Use of 3-dimensional surface acquisition to study facial morphology in 5 populations

Kau, C. H., S. Richmond, A. Zhurov, M. Ovsenik, W. Tawfik, P. Borbely, and J. D. English, "Use of 3-dimensional surface acquisition to study facial morphology in 5 populations", American Journal of Orthodontics and Dentofacial Orthopedics, vol. 137, no. 4 SUPPL.: Mosby Inc., pp. S56.e1-S56.e9, 2010.


Introduction: The aim of this study was to assess the use of 3-dimensional facial averages for determining morphologic differences from various population groups. Methods: We recruited 473 subjects from 5 populations. Three-dimensional images of the subjects were obtained in a reproducible and controlled environment with a commercially available stereo-photogrammetric camera capture system.

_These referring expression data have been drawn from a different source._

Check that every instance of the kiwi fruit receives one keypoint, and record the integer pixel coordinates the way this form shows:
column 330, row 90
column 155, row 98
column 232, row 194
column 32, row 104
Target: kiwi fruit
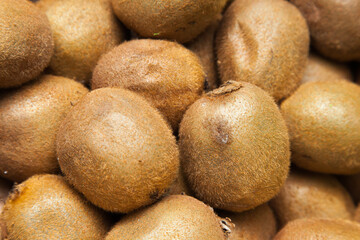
column 319, row 229
column 175, row 217
column 167, row 19
column 312, row 195
column 234, row 147
column 26, row 43
column 83, row 30
column 45, row 207
column 334, row 27
column 256, row 224
column 264, row 42
column 117, row 150
column 167, row 74
column 321, row 69
column 323, row 119
column 30, row 117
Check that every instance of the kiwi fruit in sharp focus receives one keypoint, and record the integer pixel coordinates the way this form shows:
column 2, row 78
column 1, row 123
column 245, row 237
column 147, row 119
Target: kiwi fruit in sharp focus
column 83, row 30
column 312, row 195
column 117, row 150
column 167, row 74
column 264, row 42
column 323, row 119
column 180, row 20
column 319, row 229
column 45, row 207
column 26, row 43
column 256, row 224
column 321, row 69
column 175, row 217
column 29, row 120
column 334, row 27
column 234, row 147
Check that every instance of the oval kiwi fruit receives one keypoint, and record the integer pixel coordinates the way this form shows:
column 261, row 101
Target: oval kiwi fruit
column 312, row 195
column 319, row 229
column 29, row 120
column 26, row 43
column 167, row 19
column 167, row 74
column 266, row 49
column 234, row 147
column 175, row 217
column 117, row 150
column 83, row 30
column 45, row 207
column 323, row 119
column 334, row 26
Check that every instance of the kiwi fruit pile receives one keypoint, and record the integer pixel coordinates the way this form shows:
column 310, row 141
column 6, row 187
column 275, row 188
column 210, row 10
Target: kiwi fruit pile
column 179, row 119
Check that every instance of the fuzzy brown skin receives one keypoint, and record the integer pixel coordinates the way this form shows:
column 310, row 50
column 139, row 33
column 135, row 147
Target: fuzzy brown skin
column 256, row 224
column 26, row 43
column 29, row 120
column 321, row 69
column 312, row 195
column 320, row 229
column 180, row 20
column 45, row 207
column 175, row 217
column 117, row 150
column 323, row 119
column 168, row 75
column 334, row 26
column 234, row 147
column 264, row 42
column 83, row 30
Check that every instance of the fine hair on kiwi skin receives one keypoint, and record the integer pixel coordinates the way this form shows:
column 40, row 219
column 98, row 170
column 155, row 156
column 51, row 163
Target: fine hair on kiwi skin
column 30, row 117
column 234, row 126
column 175, row 217
column 83, row 30
column 46, row 207
column 321, row 116
column 271, row 58
column 22, row 60
column 167, row 74
column 117, row 150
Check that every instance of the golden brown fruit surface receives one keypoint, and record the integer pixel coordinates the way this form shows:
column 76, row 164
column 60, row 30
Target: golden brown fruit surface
column 168, row 75
column 264, row 42
column 30, row 117
column 45, row 207
column 323, row 119
column 26, row 43
column 83, row 30
column 175, row 217
column 312, row 195
column 117, row 150
column 234, row 147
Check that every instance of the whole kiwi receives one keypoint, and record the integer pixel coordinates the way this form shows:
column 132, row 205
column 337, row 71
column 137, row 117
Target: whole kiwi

Minolta VI-900 (Konica Minolta, Tokyo, Japan) and 3dMDface (3dMD LLC, Atlanta, Ga) systems were used. Each image was obtained as a facial mesh and orientated along a triangulated axis. All faces were overlaid, one on top of the other, and a complex mathematical algorithm was performed until average composite faces of 1 man and 1 woman were achieved for each subgroup. These average facial composites were superimposed based on a previously validated superimposition method, and the facial differences were quantified. Results: Distinct facial differences were observed among the groups. The linear differences between surface shells ranged from 0.37 to 1.00 mm for the male groups. The linear differences ranged from 0.28 and 0.87 mm for the women. The color histograms showed that the similarities in facial shells between the subgroups by sex ranged from 26.70% to 70.39% for men and 36.09% to 79.83% for women. The average linear distance from the signed color histograms for the male subgroups ranged from -6.30 to 4.44 mm. The female subgroups ranged from -6.32 to 4.25 mm. Conclusions: Average faces can be efficiently and effectively created from a sample of 3-dimensional faces. Average faces can be used to compare differences in facial morphologies for various populations and sexes. Facial morphologic differences were greatest when totally different ethnic variations were compared. Facial morphologic similarities were present in comparable groups, but there were large variations in concentrated areas of the face. © 2010 American Association of Orthodontists.